Now that Castroneves is back in town and Penske has assured the exuberant Brazilian racer of making at least two more Indy starts, Castroneves has adjusted his goal.
"I want to win [this year] because winning gives me an opportunity to go for five next year, and I know I'm capable of it," he said. "Racing is still my passion, racing is still my love, and hopefully I can break the record."
Time might be running short on Castroneves' quest, but he certainly knows his way around the historic Brickyard. And he has a lot going for him.
Al Unser won his fourth and final 500 in 1987, becoming the oldest winner in race history five days short of his 48th birthday.
Castroneves is 43 and works for the winningest team in 500 history, a team that owns four straight wins at Indianapolis Motor Speedway -- last year's 500 and Brickyard 400 on the historic oval and the 2018 and 2019 IndyCar Grand Prix on the track's road course.
Castroneves' mastery of Indy has turned him into a perennial race-day favorite.
"He knows when to take risks and when not to," four-time Indy winner and driving coach Rick Mears said. "But he also works hard and he cleans up the small things around here that make a big difference. He's really open-minded about all that, but he also drives very smooth, which is another plus."
The resume proves it.
Castroneves won his first two Indy races in 2001 and 2002, making him the first driver since Unser in 1970-71 with back-to-back victories.
He finished second to teammate Gil de Ferran in 2002 after capturing the first of his four pole wins. Only Mears (six) has captured more poles.
Castroneves also won in 2009, finished second in 2014 and 2017 and has eight top-five finishes and 14 top-10s in 18 career starts.
If this week's practice speeds are a sign of what's to come in qualifying this weekend, Castroneves could find himself in yet another pole shootout.
He was fourth on the speed chart Tuesday, fifth Wednesday and in the top five most of Thursday. Castroneves' best lap of the week, 228.441 mph, is eighth overall, and the Penske cars have performed so well they actually parked early each of the first two days of practice.
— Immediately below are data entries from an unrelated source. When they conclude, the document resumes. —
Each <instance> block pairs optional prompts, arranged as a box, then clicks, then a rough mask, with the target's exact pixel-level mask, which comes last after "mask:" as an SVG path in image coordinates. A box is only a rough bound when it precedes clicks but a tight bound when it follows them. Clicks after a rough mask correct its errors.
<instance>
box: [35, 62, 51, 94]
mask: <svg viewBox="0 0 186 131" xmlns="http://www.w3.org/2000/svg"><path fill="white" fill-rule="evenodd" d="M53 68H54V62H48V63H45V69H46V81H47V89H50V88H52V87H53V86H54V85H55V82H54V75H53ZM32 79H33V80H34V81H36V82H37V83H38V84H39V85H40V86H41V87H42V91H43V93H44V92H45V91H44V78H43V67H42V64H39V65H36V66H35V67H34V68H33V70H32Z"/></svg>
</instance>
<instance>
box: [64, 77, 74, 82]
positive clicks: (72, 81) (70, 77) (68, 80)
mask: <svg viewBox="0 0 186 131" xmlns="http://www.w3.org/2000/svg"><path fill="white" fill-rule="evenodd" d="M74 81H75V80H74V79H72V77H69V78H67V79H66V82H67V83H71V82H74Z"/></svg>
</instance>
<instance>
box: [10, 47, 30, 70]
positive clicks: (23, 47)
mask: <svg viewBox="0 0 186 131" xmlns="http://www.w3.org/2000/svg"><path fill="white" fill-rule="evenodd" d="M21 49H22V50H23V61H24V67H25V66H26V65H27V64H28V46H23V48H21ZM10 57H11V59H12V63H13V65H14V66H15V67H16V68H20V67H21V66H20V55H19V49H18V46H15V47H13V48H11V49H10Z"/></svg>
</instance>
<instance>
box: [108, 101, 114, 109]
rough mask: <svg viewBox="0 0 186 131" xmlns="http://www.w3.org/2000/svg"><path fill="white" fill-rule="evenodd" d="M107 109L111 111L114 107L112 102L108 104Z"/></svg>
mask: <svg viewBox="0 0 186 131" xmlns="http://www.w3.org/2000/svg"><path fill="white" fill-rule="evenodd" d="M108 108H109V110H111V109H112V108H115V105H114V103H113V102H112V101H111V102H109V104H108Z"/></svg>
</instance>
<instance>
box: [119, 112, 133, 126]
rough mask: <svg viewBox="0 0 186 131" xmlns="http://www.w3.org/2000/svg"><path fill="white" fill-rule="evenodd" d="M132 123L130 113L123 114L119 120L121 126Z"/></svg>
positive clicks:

It's a solid start to Castroneves' latest attempt to join Mears, Unser and A.J. Foyt in the four-time winners club.
"Hey, it's the 10th anniversary of No. 3," Penske president Tim Cindric joked Wednesday, drawing laughter from Mears and Penske before explaining why Castroneves has been so good for so long on the series' trickiest track. "The risk-reward ratio here is definitely the highest, and he never holds anything back. But he's also a student of the sport and keeps finding little things to work on with these cars and the details that really matter."
That's one reason Penske continues to bet on Castroneves each May.
A year ago, after moving from the IndyCar Series to sports cars full time, Castroneves finished fifth in his season debut at the Grand Prix and then wound up crashing in the 500. He finished a career-worst 27th. Afterward, Castroneves used a television interview to plead for one more chance.
There won't be a repeat May 26. On Wednesday, Penske told The Associated Press he expects Castroneves to return in his familiar No. 3 car next year -- win or lose. And it might not be his last chance, either.
"That's a subject matter I hope we won't have to discuss for a long time," he said. "But we made a commitment to Helio based on the sports car program, and that was a three-year plan."
So Castroneves hopes to make the most of it.
"There are two ways to look at it. The good way is I keep trying, the bad way is I'm still trying every year," he said. "But you can't put the cart before the horse. Let's see what happens right now, and I'm planning to win No. 4."